Understanding and mitigating difficulties in posterior predictive evaluation
Abhinav Agrawal, Justin Domke
TL;DR
This work addresses the challenge of unreliable posterior predictive density (PPD) evaluation under approximate Bayesian inference due to a potentially tiny signal-to-noise ratio (SNR) in naive Monte Carlo estimators. It derives exact-inference and approximate-inference forms for the SNR, showing exponential decay governed by data mismatch, latent dimensionality, and the test-to-training data ratio, with delta quantified via KL divergences or log-partition constants.

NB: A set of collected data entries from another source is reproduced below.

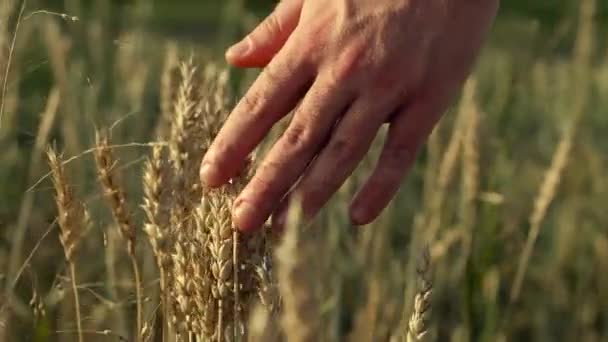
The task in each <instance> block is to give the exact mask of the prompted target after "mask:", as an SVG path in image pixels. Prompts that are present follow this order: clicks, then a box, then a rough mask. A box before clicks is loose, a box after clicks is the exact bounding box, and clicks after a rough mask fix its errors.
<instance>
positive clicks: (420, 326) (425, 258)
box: [407, 247, 433, 342]
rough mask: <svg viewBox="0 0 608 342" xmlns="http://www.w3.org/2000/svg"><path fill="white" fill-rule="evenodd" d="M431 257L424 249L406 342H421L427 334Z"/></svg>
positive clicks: (418, 273) (428, 250)
mask: <svg viewBox="0 0 608 342" xmlns="http://www.w3.org/2000/svg"><path fill="white" fill-rule="evenodd" d="M430 265H431V257H430V252H429V249H428V247H425V249H424V251H423V253H422V255H421V257H420V260H419V263H418V267H417V269H416V273H417V278H418V292H417V293H416V297H415V298H414V310H413V311H412V314H411V316H410V320H409V322H408V329H407V341H408V342H418V341H423V340H424V337H425V336H426V335H427V333H428V326H427V322H428V319H429V315H430V309H431V294H432V291H433V283H432V282H431V279H430V274H431V267H430Z"/></svg>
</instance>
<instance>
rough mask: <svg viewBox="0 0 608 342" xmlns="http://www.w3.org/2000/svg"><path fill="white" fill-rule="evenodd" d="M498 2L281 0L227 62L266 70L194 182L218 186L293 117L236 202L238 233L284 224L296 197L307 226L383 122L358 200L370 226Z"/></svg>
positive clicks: (405, 171) (475, 52)
mask: <svg viewBox="0 0 608 342" xmlns="http://www.w3.org/2000/svg"><path fill="white" fill-rule="evenodd" d="M497 8H498V0H332V1H327V0H284V1H282V2H281V3H280V4H279V5H278V7H277V8H276V10H275V11H274V13H273V14H271V15H270V16H269V17H268V18H267V19H266V20H265V21H264V22H262V24H261V25H260V26H259V27H257V28H256V29H255V30H254V31H253V32H252V33H251V34H250V35H249V36H248V37H246V38H245V39H244V40H243V41H241V42H240V43H238V44H236V45H235V46H233V47H232V48H231V49H230V50H228V52H227V54H226V57H227V59H228V62H229V63H231V64H233V65H236V66H240V67H265V69H264V71H263V72H262V74H261V75H260V76H259V78H258V79H257V80H256V81H255V82H254V84H253V85H252V86H251V88H250V89H249V91H248V92H247V94H246V95H245V96H244V97H243V99H242V100H241V101H240V102H239V103H238V105H237V106H236V107H235V109H234V111H233V112H232V114H231V115H230V117H229V118H228V120H227V122H226V123H225V125H224V127H223V128H222V129H221V131H220V133H219V134H218V136H217V137H216V139H215V141H214V142H213V144H212V146H211V148H210V149H209V151H208V152H207V154H206V155H205V157H204V159H203V163H202V165H201V180H202V181H203V182H204V183H205V184H207V185H208V186H211V187H216V186H220V185H222V184H224V183H226V182H227V181H228V180H229V179H230V178H232V177H234V176H235V175H237V174H238V173H239V171H240V170H241V169H242V168H243V167H244V165H245V163H246V159H247V156H248V155H249V154H250V153H251V152H252V151H253V150H254V149H255V147H256V146H257V145H258V144H259V143H260V142H261V140H262V139H263V138H264V137H265V136H266V135H267V134H268V132H269V130H270V129H271V127H272V126H273V125H274V124H275V123H276V122H277V121H279V120H280V119H281V118H283V117H284V116H286V115H287V114H288V113H289V112H290V111H292V110H293V109H294V108H296V106H297V109H296V110H295V112H294V115H293V119H292V121H291V123H290V124H289V126H288V128H287V129H286V131H285V132H284V134H283V135H282V136H281V137H280V138H279V140H278V141H277V142H276V143H275V145H274V146H273V147H272V149H271V150H270V151H269V153H268V154H267V155H266V157H265V159H264V160H263V162H262V163H261V165H260V166H259V168H258V169H257V171H256V173H255V176H254V177H253V178H252V180H251V181H250V182H249V184H248V185H247V186H246V187H245V189H244V190H243V191H242V193H241V194H240V195H239V197H238V198H237V200H236V201H235V206H234V209H233V216H234V221H235V223H236V225H237V226H238V227H239V228H240V229H241V230H245V231H250V230H254V229H256V228H258V227H260V226H261V225H262V224H263V223H264V222H265V221H266V219H267V218H268V217H269V216H270V215H271V214H273V213H274V216H273V217H275V218H276V217H278V220H277V221H278V225H281V224H282V221H283V219H282V218H283V217H284V214H285V211H286V208H288V206H289V202H290V201H291V200H292V199H293V198H294V196H298V198H299V200H300V201H301V202H300V203H301V205H302V209H303V212H304V215H305V217H308V218H311V217H313V216H314V215H315V214H316V213H317V212H318V211H319V210H320V209H321V208H322V206H323V205H324V204H325V203H326V202H327V201H328V200H329V199H330V197H331V196H332V195H333V194H334V193H335V192H336V191H337V190H338V188H339V187H340V186H341V185H342V184H343V182H344V181H345V180H346V178H348V176H349V175H350V174H351V173H352V172H353V170H354V169H355V167H356V166H357V165H358V163H359V162H360V161H361V159H362V158H363V157H364V155H365V154H366V153H367V151H368V149H369V147H370V144H371V143H372V141H373V139H374V137H375V136H376V134H377V133H378V130H379V129H380V128H381V126H382V125H383V124H384V123H386V122H387V123H388V124H389V125H390V127H389V131H388V136H387V138H386V141H385V144H384V147H383V150H382V153H381V156H380V159H379V161H378V164H377V166H376V167H375V169H374V171H373V172H372V174H371V175H370V176H369V179H368V180H367V182H366V183H365V184H364V185H363V187H362V188H361V189H360V191H359V192H358V193H357V195H356V196H355V198H354V200H353V202H352V204H351V210H350V216H351V220H352V221H353V223H355V224H359V225H361V224H367V223H369V222H371V221H372V220H373V219H375V218H376V217H377V216H378V215H379V214H380V213H381V211H382V210H383V209H384V208H385V207H386V205H387V204H388V203H389V202H390V200H391V199H392V198H393V196H394V195H395V193H396V192H397V190H398V188H399V185H400V184H401V182H402V180H403V179H404V177H405V175H406V173H407V171H408V169H409V168H410V167H411V165H412V163H413V162H414V159H415V156H416V152H417V151H418V150H419V148H420V147H421V145H422V144H423V143H424V142H425V141H426V139H427V137H428V135H429V134H430V132H431V131H432V129H433V127H434V126H435V124H436V123H437V121H438V120H439V118H440V117H441V115H442V113H443V112H444V111H445V109H446V108H447V106H448V105H449V102H450V100H451V99H452V97H453V96H454V95H455V94H456V93H457V92H458V90H459V88H460V86H461V85H462V83H463V82H464V80H465V79H466V77H467V75H468V74H469V72H470V69H471V67H472V65H473V62H474V60H475V57H476V55H477V54H478V51H479V49H480V46H481V45H482V42H483V40H484V37H485V35H486V33H487V31H488V30H489V28H490V26H491V24H492V21H493V19H494V16H495V14H496V11H497Z"/></svg>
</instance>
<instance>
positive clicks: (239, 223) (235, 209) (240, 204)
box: [232, 200, 257, 231]
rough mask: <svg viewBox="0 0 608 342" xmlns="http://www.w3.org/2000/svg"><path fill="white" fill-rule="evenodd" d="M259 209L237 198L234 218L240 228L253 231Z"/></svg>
mask: <svg viewBox="0 0 608 342" xmlns="http://www.w3.org/2000/svg"><path fill="white" fill-rule="evenodd" d="M256 213H257V210H256V209H255V208H254V207H253V206H252V205H251V204H249V203H247V202H245V201H239V200H237V202H236V204H235V207H234V209H233V212H232V215H233V220H234V222H235V223H236V225H237V226H238V227H239V229H240V230H243V231H252V230H254V229H255V227H254V225H253V224H252V222H254V221H255V215H256Z"/></svg>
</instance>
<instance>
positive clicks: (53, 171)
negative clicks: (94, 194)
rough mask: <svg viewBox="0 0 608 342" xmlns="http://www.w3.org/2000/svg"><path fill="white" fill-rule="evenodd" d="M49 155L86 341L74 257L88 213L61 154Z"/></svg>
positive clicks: (71, 279) (74, 295)
mask: <svg viewBox="0 0 608 342" xmlns="http://www.w3.org/2000/svg"><path fill="white" fill-rule="evenodd" d="M47 158H48V163H49V165H50V167H51V174H52V180H53V186H54V188H55V203H56V204H57V211H58V212H59V217H58V222H59V228H60V235H59V240H60V241H61V245H62V246H63V252H64V254H65V258H66V260H67V261H68V264H69V268H70V278H71V285H72V292H73V293H74V306H75V312H76V326H77V331H78V341H79V342H83V341H84V339H83V336H82V323H81V322H82V320H81V315H80V299H79V296H78V287H77V286H76V266H75V258H74V256H75V253H76V251H77V249H78V247H79V246H80V242H81V241H82V237H83V236H84V234H85V232H86V230H87V228H88V227H89V224H90V220H89V214H88V212H87V210H86V208H85V206H84V205H83V204H82V203H81V202H80V201H78V200H77V199H76V198H75V196H74V193H73V190H72V187H71V186H70V185H69V184H68V181H67V177H66V175H65V169H64V167H63V162H62V160H61V159H60V157H59V156H57V153H56V152H55V150H53V149H52V148H50V149H49V150H48V151H47Z"/></svg>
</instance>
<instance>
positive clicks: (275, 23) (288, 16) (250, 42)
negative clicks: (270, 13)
mask: <svg viewBox="0 0 608 342" xmlns="http://www.w3.org/2000/svg"><path fill="white" fill-rule="evenodd" d="M303 3H304V0H284V1H281V2H280V3H279V5H278V6H277V7H276V9H275V10H274V12H273V13H272V14H270V16H268V17H267V18H266V19H265V20H264V21H263V22H262V23H261V24H259V25H258V27H256V28H255V29H254V30H253V31H252V32H251V33H250V34H249V35H248V36H247V37H245V38H244V39H243V40H241V41H240V42H238V43H236V44H235V45H233V46H232V47H230V48H229V49H228V51H226V59H227V60H228V63H230V64H232V65H235V66H239V67H264V66H266V65H267V64H268V63H269V62H270V60H271V59H272V58H273V57H274V55H276V54H277V53H278V52H279V50H281V48H282V47H283V45H284V44H285V42H286V41H287V39H288V38H289V36H290V35H291V33H292V32H293V30H295V28H296V26H298V22H299V20H300V12H301V11H302V5H303Z"/></svg>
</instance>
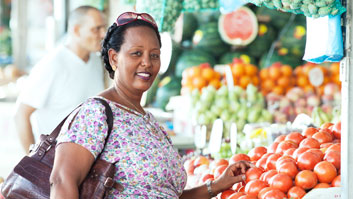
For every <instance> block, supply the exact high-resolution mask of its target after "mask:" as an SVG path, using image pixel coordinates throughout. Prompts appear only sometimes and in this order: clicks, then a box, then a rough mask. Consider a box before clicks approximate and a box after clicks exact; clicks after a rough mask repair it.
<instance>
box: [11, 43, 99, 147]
mask: <svg viewBox="0 0 353 199" xmlns="http://www.w3.org/2000/svg"><path fill="white" fill-rule="evenodd" d="M103 74H104V72H103V67H102V62H101V60H100V58H99V57H98V56H97V55H96V54H93V53H92V54H91V55H90V59H89V61H88V62H87V63H86V62H84V61H83V60H82V59H80V58H79V57H78V56H77V55H76V54H74V53H73V52H72V51H71V50H69V49H68V48H67V47H65V46H63V45H61V46H59V47H58V48H56V49H55V50H54V51H53V52H51V53H50V54H49V55H47V56H46V57H45V58H43V59H42V60H41V61H40V62H39V63H38V64H36V65H35V66H34V67H33V69H32V70H31V72H30V75H29V77H28V79H27V80H26V83H25V87H24V89H23V91H22V92H21V94H20V96H19V99H18V101H19V103H23V104H27V105H29V106H32V107H34V108H36V111H34V112H33V114H32V115H31V124H32V130H33V134H34V138H35V140H36V141H38V140H39V136H40V134H49V133H51V132H52V131H53V130H54V128H55V127H56V126H57V125H58V124H59V123H60V122H61V120H62V119H64V117H65V116H66V115H68V114H69V113H70V112H71V111H72V110H73V109H74V108H75V107H76V106H77V105H79V104H80V103H81V102H83V101H84V100H85V99H87V98H88V97H90V96H94V95H96V94H97V93H99V92H100V91H102V90H103V89H104V77H103Z"/></svg>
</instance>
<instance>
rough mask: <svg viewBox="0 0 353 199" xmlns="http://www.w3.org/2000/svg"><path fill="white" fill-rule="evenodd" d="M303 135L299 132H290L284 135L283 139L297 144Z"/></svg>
mask: <svg viewBox="0 0 353 199" xmlns="http://www.w3.org/2000/svg"><path fill="white" fill-rule="evenodd" d="M304 138H305V137H304V136H303V135H302V134H300V133H299V132H292V133H290V134H288V135H287V136H286V139H285V140H291V141H293V142H295V143H296V144H297V145H299V143H300V142H301V141H302V140H303V139H304Z"/></svg>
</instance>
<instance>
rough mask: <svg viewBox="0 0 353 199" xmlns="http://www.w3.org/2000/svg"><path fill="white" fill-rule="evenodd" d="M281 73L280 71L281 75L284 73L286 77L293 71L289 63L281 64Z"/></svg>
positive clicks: (291, 73) (291, 67)
mask: <svg viewBox="0 0 353 199" xmlns="http://www.w3.org/2000/svg"><path fill="white" fill-rule="evenodd" d="M281 73H282V75H284V76H286V77H290V76H291V75H292V73H293V69H292V67H290V66H289V65H282V67H281Z"/></svg>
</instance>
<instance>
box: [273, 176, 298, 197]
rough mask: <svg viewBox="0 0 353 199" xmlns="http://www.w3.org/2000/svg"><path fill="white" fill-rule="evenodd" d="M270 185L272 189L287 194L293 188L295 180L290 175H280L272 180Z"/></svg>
mask: <svg viewBox="0 0 353 199" xmlns="http://www.w3.org/2000/svg"><path fill="white" fill-rule="evenodd" d="M269 184H270V186H271V187H272V188H275V189H278V190H280V191H283V192H284V193H287V191H288V190H289V189H290V188H291V187H292V186H293V180H292V178H291V177H290V176H289V175H287V174H283V173H279V174H276V175H275V176H273V177H272V178H271V180H270V183H269Z"/></svg>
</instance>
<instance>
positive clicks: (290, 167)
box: [277, 162, 298, 179]
mask: <svg viewBox="0 0 353 199" xmlns="http://www.w3.org/2000/svg"><path fill="white" fill-rule="evenodd" d="M277 172H278V173H283V174H287V175H288V176H289V177H291V178H292V179H294V178H295V176H296V175H297V173H298V168H297V165H296V164H295V163H294V162H284V163H283V164H281V165H280V166H279V167H277Z"/></svg>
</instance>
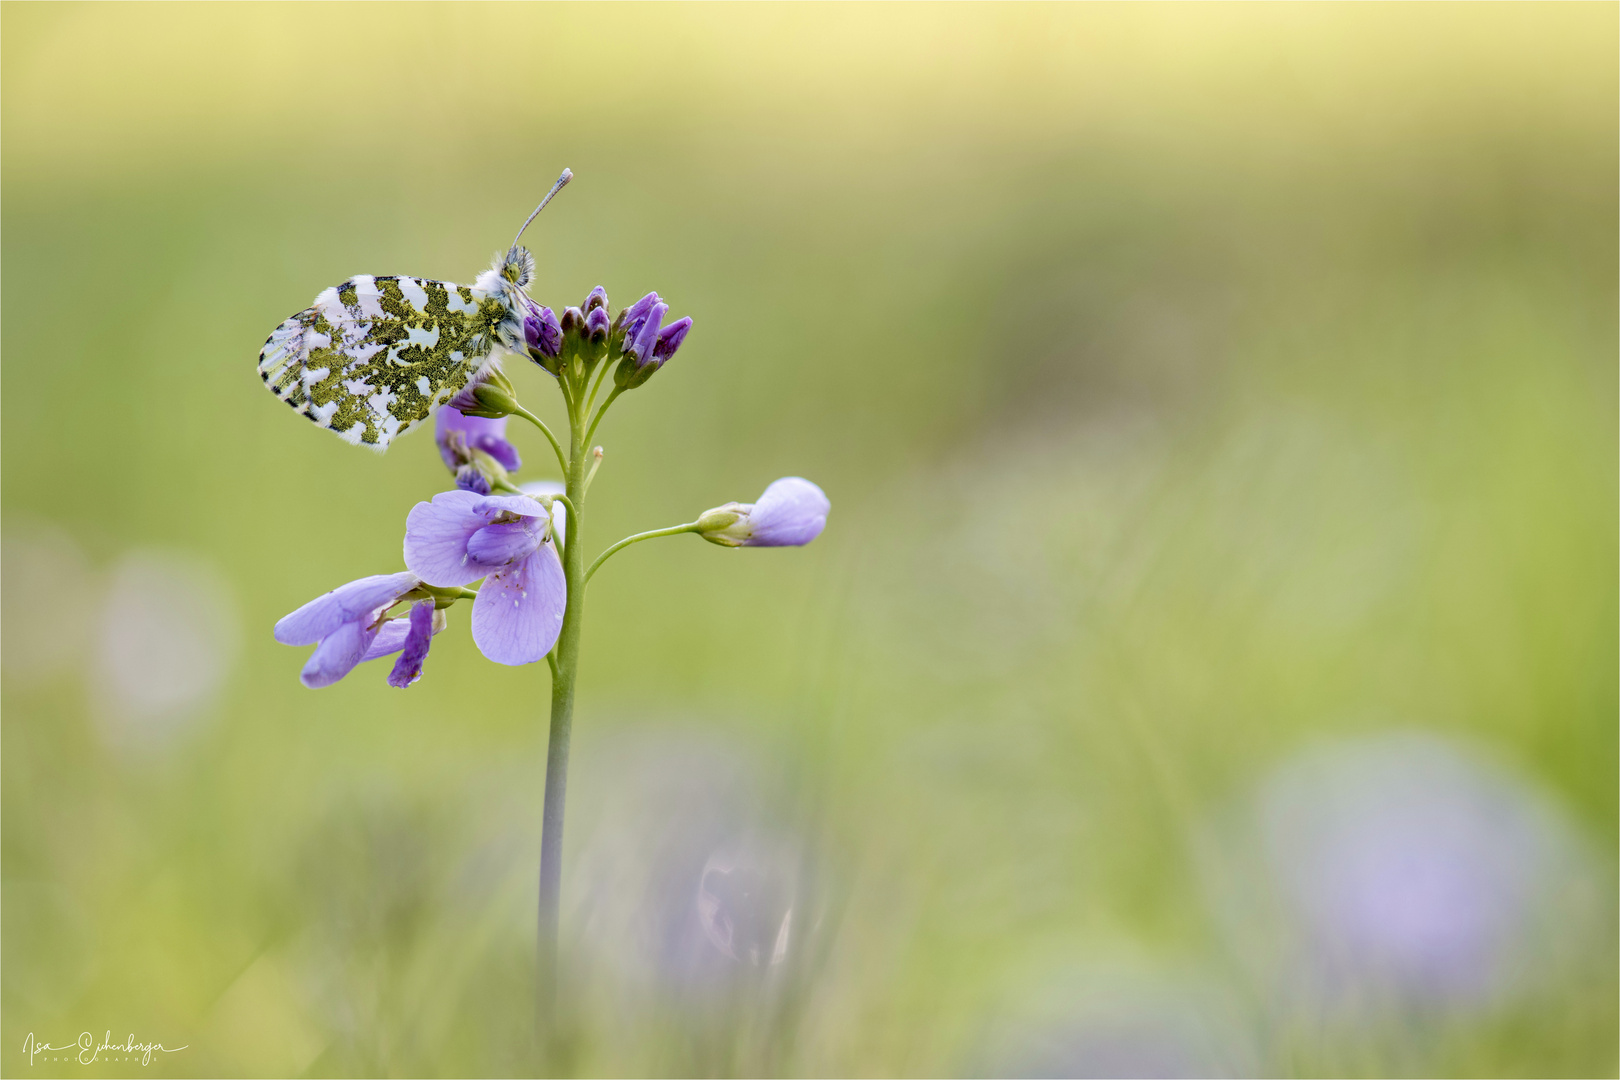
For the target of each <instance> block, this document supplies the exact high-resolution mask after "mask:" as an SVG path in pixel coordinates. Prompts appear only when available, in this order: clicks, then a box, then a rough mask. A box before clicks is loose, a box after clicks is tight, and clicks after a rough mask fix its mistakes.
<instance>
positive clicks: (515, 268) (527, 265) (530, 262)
mask: <svg viewBox="0 0 1620 1080" xmlns="http://www.w3.org/2000/svg"><path fill="white" fill-rule="evenodd" d="M501 277H504V279H505V280H509V282H512V283H514V285H517V287H518V288H523V287H525V285H528V283H530V282H531V280H535V256H533V254H530V251H528V248H518V246H517V244H512V249H510V251H507V257H505V259H504V261H502V264H501Z"/></svg>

To mitigate this, the authors introduce Learned Importance Sampling (LIS), which learns a test-time proposal by maximizing the IW-ELBO and uses an importance-weighted estimator to achieve substantially higher SNR and more accurate log PPD estimates across diverse models, including exponential families, linear and logistic regression, and a large-scale hierarchical MovieLens model. The results demonstrate that LIS can dramatically improve PPD estimation quality, enabling more reliable model comparison and evaluation when exact inference is impractical. Overall, the approach enhances the reliability of PPD-based evaluation in Bayesian workflows and offers a practical, scalable option for improving inference diagnostics in complex models.
Abstract
Predictive posterior densities (PPDs) are of interest in approximate Bayesian inference. Typically, these are estimated by simple Monte Carlo (MC) averages using samples from the approximate posterior. We observe that the signal-to-noise ratio (SNR) of such estimators can be extremely low. An analysis for exact inference reveals SNR decays exponentially as there is an increase in (a) the mismatch between training and test data, (b) the dimensionality of the latent space, or (c) the size of the test data relative to the training data. Further analysis extends these results to approximate inference. To remedy the low SNR problem, we propose replacing simple MC sampling with importance sampling using a proposal distribution optimized at test time on a variational proxy for the SNR and demonstrate that this yields greatly improved estimates.